In this case, we strongly suspected familial transmission of S. aureus. Therefore, we conducted a phylogenetic analysis using whole-genome sequencing on a total of 7 MSSA strains: 2 strains (JH62PP1 and JH62PP2) isolated from swab specimens of the patient’s pus at the initial and follow-up visits and 5 strains (JH62PN, JH62F, JH62M, JH62B1, and JH62B2) isolated from nasal swab specimens of the patient and 4 other family members before decolonization treatment. We performed purification of genomic DNA, preparation of sequencing libraries, whole-genome sequencing, and core-genome–based phylogenetic analyses in this study as previously described (6). We deposited raw read sequences obtained in this study in GenBank/DDBJ/EMBL (BioProject no. PRJDB19081).
MLST analysis revealed that the JH62PP1 and JH62PN strains isolated from the patient’s pus and nasal swab specimens at the initial visit, as well as those (JH62F, JH62M, and JH62B1) from nasal swab specimens of the father, mother, and older brother, were identified as MSSA sequence type (ST) 2233 (Appendix Figure 1). ST2233 belongs to clonal complex (CC) 188, as determined by eBURST analysis of PHYLoViZ version 2.0 web tool (https://www.phyloviz.net). JH62PP2, isolated from the patient’s pus at the follow-up visit, belonged to ST1, and JH62B2, isolated from the younger brother’s nasal swab, ST188; their STs were distinct from ST2233, which was the ST of the suspected strain of household transmission. In the case of S. aureus, the single-nucleotide polymorphism cutoff value for excluding patient-to-patient transmission in an outbreak setting is considered to be <15 within the previous 6 months (7). Therefore, all ST2233 isolates from the 4 family members were found to be very closely related, confirming that the causative clone was transmitted within the family.

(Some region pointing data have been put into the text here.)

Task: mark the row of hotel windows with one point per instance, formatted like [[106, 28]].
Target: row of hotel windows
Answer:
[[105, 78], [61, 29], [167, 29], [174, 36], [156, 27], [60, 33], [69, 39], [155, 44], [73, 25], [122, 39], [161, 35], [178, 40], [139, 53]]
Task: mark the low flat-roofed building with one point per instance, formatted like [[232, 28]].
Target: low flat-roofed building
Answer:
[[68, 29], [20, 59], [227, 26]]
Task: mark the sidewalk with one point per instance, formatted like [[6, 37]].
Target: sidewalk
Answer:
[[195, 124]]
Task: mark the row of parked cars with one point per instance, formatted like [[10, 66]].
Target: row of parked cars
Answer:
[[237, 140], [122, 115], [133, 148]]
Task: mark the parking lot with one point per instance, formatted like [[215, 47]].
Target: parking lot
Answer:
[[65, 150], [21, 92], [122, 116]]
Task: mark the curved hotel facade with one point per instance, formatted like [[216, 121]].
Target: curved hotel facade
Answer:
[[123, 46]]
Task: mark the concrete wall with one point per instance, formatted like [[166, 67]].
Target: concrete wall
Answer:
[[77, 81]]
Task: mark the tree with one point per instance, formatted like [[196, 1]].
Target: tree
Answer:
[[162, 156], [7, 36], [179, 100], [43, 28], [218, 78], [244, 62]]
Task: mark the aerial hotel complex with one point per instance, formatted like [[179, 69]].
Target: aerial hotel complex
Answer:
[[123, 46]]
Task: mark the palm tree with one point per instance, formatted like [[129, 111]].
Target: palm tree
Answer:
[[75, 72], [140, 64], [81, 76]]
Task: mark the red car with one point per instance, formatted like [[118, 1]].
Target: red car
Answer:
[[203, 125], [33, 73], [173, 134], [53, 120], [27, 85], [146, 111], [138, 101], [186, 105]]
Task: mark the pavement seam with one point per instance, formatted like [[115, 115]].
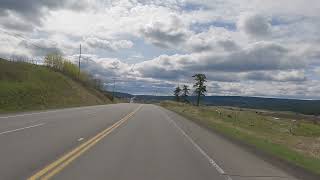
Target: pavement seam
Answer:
[[211, 161], [58, 165]]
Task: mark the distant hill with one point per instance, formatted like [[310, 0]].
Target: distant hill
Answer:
[[25, 86], [311, 107]]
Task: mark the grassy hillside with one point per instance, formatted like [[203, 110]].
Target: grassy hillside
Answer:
[[26, 86], [289, 138]]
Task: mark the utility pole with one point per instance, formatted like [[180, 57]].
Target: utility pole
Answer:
[[114, 86], [79, 63]]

We also investigated the virulence, antimicrobial-resistance, and disinfectant-resistance genes by whole-genome sequencing analysis (Table). Five ST2233 isolates possessed multiple virulence genes: Panton-Valentine leukocidin genes lukS-PV and lukF-PV; staphylococcal enterotoxin genes seg, seh, sei, sem, sen, seo, ses, and seu; exfoliative toxin gene ete; and some antimicrobial-resistance genes, including β-lactam resistance gene blaZ and quinolone resistance–determining region mutations GrlA S80Y and GyrA S84L. However, we did not detect the mupirocin-resistance gene mup or any qac homologs, such as qacA, qacB, qacE, qacG, and qacH, which are known as disinfectant-resistance genes and known to reduce efficacy (8,9). We also investigated biofilm formation, which is associated with bacterial colonization and drug resistance. However, the biofilm-forming ability of these ST2233 strains was only slightly higher than that of the negative control FK300 (p<0.05) and not particularly strong (Appendix Figure 2).

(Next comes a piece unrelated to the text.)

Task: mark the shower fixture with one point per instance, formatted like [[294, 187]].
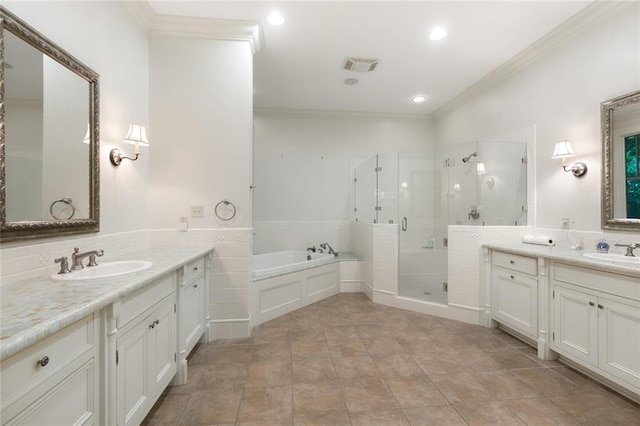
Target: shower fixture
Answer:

ETE is a recently identified toxin that specifically degrades desmoglein-1 in the epidermis of many mammal species, including humans (10). A PVL and ETE double-positive strain is very rare; only 1 case has been reported, from necrotizing fasciitis (11). We have not found other reports of PVL and ETE double-positive S. aureus belonging to CC188, the most frequently isolated clone from healthy adult skin in Japan.